Frankly, I was shocked at the way so many otherwise conservative people went all in for Trump. It seems that having someone on the national stage speaking what was on their minds was more important than having someone dependable to actually, you know, treat the Presidency of the Republic as it is meant to be treated by the Founders. Personally, what I found is that few people actually know the Constitution, or care about the Constitution. They just want to slap around the libs for a while. Few people seem to understand too that we are indeed a Republic, not a Democracy, and that many of the things Congress is engaged in are not Constitutional. The Court has long ago left off doing its Constitutional duty, and the Presidency...well, you get the idea.
On this pledge issue, I would like a few questions answered. First, didn't Trump threaten not only to break the pledge, but even to run third party multiple times? And didn't his legions adore him for it? He did, and they did.

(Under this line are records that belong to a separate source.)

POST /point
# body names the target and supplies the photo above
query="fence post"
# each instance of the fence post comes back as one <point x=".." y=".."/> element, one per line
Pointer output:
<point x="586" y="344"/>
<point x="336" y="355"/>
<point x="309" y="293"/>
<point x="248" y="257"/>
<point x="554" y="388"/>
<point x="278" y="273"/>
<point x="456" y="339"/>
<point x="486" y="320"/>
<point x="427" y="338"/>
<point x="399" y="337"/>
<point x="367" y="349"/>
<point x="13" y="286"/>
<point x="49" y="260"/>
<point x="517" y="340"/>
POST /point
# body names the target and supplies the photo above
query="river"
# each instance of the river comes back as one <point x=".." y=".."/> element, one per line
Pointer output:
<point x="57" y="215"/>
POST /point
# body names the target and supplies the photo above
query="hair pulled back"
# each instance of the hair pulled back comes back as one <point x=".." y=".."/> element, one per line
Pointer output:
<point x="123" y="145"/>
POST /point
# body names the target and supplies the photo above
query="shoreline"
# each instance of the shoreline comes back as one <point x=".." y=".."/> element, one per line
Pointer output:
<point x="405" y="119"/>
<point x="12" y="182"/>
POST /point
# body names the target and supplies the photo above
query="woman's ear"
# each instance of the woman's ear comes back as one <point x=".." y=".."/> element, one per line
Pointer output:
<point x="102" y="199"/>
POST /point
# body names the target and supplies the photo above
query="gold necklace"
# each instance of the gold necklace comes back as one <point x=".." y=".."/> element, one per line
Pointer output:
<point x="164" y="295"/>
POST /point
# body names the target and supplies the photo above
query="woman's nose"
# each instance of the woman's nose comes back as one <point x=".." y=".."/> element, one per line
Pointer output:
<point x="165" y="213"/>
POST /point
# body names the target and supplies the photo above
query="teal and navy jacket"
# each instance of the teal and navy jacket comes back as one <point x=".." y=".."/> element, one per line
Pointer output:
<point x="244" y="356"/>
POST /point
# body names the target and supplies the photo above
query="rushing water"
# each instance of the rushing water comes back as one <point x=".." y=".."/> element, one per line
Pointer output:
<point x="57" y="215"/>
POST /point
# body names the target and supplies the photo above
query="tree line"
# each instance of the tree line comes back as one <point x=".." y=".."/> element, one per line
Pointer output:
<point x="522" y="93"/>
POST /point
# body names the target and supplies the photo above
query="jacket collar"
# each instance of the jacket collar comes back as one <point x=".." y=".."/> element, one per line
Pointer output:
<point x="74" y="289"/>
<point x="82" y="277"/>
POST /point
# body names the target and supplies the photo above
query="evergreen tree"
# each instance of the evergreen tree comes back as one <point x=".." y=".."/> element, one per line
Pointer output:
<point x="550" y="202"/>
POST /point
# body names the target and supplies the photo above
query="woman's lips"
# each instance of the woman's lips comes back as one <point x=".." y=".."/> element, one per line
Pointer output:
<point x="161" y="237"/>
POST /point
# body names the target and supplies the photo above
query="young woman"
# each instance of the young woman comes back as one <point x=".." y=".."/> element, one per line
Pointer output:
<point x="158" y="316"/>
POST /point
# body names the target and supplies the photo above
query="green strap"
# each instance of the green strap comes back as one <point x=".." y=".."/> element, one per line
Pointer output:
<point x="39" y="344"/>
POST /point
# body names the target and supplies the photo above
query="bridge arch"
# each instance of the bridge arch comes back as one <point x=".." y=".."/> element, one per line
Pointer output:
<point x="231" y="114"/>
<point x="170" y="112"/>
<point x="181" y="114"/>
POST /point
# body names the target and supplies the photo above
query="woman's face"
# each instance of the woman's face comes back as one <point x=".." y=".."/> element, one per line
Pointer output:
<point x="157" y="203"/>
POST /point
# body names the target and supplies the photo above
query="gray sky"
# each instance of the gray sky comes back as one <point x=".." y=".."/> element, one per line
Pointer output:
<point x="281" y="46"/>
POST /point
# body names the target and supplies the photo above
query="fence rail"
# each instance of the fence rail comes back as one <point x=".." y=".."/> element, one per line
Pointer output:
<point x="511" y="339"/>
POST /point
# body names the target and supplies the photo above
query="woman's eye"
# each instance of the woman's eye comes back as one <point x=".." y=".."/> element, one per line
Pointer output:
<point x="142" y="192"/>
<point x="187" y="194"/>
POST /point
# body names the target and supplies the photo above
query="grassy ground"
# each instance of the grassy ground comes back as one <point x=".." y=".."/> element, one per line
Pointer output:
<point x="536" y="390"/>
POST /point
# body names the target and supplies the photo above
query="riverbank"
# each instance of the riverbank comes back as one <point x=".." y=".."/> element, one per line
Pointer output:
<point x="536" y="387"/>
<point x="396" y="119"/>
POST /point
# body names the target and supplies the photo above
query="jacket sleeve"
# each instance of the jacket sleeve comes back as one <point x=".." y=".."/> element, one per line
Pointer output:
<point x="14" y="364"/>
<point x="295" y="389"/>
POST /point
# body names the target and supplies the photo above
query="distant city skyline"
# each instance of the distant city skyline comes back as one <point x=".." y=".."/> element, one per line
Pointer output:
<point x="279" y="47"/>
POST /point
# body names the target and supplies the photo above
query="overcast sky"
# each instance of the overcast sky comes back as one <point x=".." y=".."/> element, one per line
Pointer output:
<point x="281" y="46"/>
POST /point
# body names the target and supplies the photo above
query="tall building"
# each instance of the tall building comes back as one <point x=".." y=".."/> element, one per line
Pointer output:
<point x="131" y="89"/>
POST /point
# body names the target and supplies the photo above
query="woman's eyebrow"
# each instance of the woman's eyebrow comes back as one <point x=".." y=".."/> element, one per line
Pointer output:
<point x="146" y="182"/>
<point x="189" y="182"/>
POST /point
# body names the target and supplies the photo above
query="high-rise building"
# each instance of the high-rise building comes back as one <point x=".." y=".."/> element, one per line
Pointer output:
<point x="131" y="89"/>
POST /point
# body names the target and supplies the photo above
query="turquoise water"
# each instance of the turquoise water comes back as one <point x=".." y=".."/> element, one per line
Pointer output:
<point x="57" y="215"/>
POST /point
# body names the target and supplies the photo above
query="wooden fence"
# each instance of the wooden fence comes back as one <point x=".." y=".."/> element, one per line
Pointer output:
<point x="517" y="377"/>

Are there no circumstances under which the honorable thing to do is to break a pledge, a promise, or a contract? We all know there certainly are. And by the way, breaking contracts and promises is a large part of Trump's business career. Hell, it's the art of the deal, after all. Declaring bankruptcy four times is indeed the breaking of four significant pledges!
I won't even mention the multiple infidelities. That would be tacky.
And why do you supporters even want a Cruz endorsement? If he's Lyin Ted, he did Trump a favor. Dittos if he is this tool of Goldman Sachs. Is it even necessary to bother with the detail that Trump is considering a Goldman appointee as Treasury secretary?
Now, I do not control any of this, and I am not so naive as to believe my vote actually counts. I am not sure weather I will vote for Trump yet, or simply abstain. Once again I am forced into a choice between very bad and even worse, only this time I think it is a choice between one evil and another evil.

I may be wrong.  Certainly if Trump wins, I will hope that he turns out to be the man my friends think he is,  Heaven knows our Republic needs someone to clean out the rats nest of corruption that Washington has become.  Its just that I don't think Trump is the one to do it.